Thursday 15 January 2009

pharewell phnomh penh

I returned in the afternoon to the lovely national museum, which I have visited a few times now.

I wondered again at the colossal reclining Vishnu in bronze. Once he was six metres long and water spouted from his navel, a C12 Chinese visitor at Angkor Wat wrote. His eyebrows and moustache then were jewelled marvels, and he had gems for pupils. This is Vishnu Anantasayin, reclining in cosmic sleep on the back of the sea serpent Ananta - without end - on the surface of the cosmic sea.
As the story goes, Vishnu brings forth from his navel a lotus from which blossoms Brahma, four-headed and all-seeing, to whom it falls to set down the material world of time and space.
What a marvellous creation myth, primal sea and serpents! Am I becoming a Hindu?

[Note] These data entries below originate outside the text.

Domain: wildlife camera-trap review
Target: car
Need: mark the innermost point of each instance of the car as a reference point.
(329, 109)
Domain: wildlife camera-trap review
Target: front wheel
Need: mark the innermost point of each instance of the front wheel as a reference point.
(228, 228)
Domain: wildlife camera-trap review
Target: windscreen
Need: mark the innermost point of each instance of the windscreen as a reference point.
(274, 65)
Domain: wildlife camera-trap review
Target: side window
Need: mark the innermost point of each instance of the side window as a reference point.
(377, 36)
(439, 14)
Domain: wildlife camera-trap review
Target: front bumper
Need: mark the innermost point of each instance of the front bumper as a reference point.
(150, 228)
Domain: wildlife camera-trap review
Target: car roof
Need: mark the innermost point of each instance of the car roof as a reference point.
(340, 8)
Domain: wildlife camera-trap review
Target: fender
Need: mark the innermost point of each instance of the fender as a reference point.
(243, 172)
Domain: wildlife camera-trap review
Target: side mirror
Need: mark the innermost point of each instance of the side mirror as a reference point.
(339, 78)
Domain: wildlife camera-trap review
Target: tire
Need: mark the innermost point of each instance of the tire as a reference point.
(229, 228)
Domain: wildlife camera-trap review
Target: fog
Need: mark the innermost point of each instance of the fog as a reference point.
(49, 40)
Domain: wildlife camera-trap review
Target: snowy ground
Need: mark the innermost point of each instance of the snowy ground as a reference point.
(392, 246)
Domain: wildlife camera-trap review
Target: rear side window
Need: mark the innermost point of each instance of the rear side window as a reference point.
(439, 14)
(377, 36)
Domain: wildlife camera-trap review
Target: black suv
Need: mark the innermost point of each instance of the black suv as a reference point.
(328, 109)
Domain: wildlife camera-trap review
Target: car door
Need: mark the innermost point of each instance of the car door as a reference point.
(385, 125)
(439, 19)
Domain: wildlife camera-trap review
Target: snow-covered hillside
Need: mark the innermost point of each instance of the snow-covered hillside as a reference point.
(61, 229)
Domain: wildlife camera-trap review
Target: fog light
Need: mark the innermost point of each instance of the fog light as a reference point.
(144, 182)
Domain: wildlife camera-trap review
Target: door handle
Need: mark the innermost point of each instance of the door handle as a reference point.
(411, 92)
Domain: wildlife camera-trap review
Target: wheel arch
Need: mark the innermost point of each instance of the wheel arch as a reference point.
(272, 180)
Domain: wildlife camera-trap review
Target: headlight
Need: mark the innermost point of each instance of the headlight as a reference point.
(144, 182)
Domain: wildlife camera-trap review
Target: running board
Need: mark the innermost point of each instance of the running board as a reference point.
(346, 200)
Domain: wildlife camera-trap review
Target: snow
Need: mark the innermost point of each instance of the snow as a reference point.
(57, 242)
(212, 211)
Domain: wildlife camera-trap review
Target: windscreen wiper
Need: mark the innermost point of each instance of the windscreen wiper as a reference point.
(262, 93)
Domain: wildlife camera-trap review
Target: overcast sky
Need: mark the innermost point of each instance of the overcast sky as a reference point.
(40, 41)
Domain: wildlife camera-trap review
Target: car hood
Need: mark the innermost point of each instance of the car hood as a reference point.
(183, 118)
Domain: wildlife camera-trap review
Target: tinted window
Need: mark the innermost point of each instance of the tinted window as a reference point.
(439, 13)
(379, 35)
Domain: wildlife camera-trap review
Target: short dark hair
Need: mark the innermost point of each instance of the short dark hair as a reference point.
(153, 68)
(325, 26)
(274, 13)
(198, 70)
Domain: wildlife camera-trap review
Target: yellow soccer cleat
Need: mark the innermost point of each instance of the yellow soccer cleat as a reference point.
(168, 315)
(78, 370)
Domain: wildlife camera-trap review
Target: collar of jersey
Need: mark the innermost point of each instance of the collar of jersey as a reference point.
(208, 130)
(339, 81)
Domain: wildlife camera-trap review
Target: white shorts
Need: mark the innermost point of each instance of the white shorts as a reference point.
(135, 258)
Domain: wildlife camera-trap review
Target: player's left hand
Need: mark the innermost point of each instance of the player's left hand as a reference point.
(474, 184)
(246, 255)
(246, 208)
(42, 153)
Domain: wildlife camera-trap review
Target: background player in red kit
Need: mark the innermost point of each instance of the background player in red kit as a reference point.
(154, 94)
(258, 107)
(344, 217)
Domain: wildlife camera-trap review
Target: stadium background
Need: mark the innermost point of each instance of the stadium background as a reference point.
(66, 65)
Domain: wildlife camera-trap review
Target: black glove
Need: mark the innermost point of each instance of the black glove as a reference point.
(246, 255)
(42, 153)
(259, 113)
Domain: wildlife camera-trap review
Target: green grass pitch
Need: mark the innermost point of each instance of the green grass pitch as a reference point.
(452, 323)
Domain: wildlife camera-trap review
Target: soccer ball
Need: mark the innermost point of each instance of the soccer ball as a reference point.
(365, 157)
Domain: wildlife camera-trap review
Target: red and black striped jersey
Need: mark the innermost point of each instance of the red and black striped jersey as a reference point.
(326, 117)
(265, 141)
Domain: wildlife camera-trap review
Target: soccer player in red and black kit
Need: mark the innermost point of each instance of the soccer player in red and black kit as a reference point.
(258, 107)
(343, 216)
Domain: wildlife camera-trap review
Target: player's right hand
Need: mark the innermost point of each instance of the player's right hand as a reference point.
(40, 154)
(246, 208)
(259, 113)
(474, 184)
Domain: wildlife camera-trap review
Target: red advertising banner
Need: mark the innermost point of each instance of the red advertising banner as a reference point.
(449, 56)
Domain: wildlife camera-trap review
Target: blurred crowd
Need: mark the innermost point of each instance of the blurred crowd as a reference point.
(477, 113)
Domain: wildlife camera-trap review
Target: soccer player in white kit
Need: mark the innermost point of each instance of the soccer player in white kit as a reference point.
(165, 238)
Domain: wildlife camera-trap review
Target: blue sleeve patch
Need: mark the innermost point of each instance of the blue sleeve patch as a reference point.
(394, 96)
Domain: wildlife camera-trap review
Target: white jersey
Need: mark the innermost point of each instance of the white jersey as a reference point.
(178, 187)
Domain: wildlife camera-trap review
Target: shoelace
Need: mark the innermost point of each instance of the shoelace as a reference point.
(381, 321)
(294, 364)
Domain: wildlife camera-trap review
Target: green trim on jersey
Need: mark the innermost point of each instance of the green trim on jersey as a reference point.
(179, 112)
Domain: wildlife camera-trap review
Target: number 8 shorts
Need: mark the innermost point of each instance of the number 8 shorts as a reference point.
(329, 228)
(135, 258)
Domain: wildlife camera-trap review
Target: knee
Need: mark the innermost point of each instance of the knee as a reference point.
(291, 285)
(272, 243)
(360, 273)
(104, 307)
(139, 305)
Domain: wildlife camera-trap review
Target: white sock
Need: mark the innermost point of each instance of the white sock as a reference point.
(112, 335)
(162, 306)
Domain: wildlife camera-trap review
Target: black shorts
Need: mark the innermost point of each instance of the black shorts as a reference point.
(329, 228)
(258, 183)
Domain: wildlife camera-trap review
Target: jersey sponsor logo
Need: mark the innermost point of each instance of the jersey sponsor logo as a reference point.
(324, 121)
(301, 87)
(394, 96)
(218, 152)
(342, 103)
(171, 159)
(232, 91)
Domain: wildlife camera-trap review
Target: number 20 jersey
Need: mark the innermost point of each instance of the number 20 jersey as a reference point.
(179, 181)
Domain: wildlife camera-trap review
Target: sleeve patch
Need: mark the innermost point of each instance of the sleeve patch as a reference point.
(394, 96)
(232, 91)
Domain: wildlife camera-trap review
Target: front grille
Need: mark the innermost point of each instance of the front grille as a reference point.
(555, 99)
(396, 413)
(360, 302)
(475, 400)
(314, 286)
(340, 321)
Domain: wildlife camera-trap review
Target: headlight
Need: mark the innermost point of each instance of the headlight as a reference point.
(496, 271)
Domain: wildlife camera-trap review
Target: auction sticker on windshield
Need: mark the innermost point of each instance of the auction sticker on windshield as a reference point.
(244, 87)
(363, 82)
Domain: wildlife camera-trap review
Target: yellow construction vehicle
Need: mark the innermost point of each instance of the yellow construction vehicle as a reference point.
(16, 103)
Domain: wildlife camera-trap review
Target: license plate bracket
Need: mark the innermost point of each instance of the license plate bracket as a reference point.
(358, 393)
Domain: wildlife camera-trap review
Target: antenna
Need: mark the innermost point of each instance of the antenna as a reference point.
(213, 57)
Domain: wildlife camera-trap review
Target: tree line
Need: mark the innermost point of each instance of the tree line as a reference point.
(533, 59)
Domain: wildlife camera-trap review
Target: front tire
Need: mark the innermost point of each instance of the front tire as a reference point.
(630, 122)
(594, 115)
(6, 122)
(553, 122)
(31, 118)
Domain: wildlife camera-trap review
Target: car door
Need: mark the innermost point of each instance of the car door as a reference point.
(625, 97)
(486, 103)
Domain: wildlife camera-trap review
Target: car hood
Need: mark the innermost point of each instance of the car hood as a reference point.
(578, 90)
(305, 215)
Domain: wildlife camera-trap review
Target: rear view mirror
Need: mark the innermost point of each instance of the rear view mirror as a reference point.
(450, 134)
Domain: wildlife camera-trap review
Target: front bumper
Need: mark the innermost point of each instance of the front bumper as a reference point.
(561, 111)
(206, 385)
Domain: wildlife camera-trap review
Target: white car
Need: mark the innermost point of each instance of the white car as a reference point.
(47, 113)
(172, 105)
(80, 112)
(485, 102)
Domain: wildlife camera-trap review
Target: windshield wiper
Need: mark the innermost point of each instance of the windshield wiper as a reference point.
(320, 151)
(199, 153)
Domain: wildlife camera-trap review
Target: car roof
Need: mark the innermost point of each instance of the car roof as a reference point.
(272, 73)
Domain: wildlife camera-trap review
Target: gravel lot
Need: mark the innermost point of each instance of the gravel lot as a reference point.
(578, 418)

This Vishnu, re-discovered only in 1935 , is now much truncated; the massive shoulders, head and brooding face, and two left arms (!) are all that remain, but what grace and beauty and sheer presence.

I linger long and alliterively around the lingam - Shiva in phallic guise - and regret the linga did not make it into Buddhist iconography, when so much else from Hinduism did.
Perhaps there is a case to be made for reviving the linga at the LBC - the Linga Buddhist Centre, why not?
I'm sure it would have its devotees.

I take chilled green tea in the garden courtyard, and converse in French with the elegant and charming lady who serves me from her little fridge in the shade. She is soon off to market to buy her evening meal - to eat alone in her room, or with her burgeoning family? I'll never know - so we take leave of each other elaborately.

I visit for a last time the room of fragile standing Buddhas. Their wooden arms, raised with palms towards me in abhayamudra- the gesture of fearlessness - seem to wave goodbye.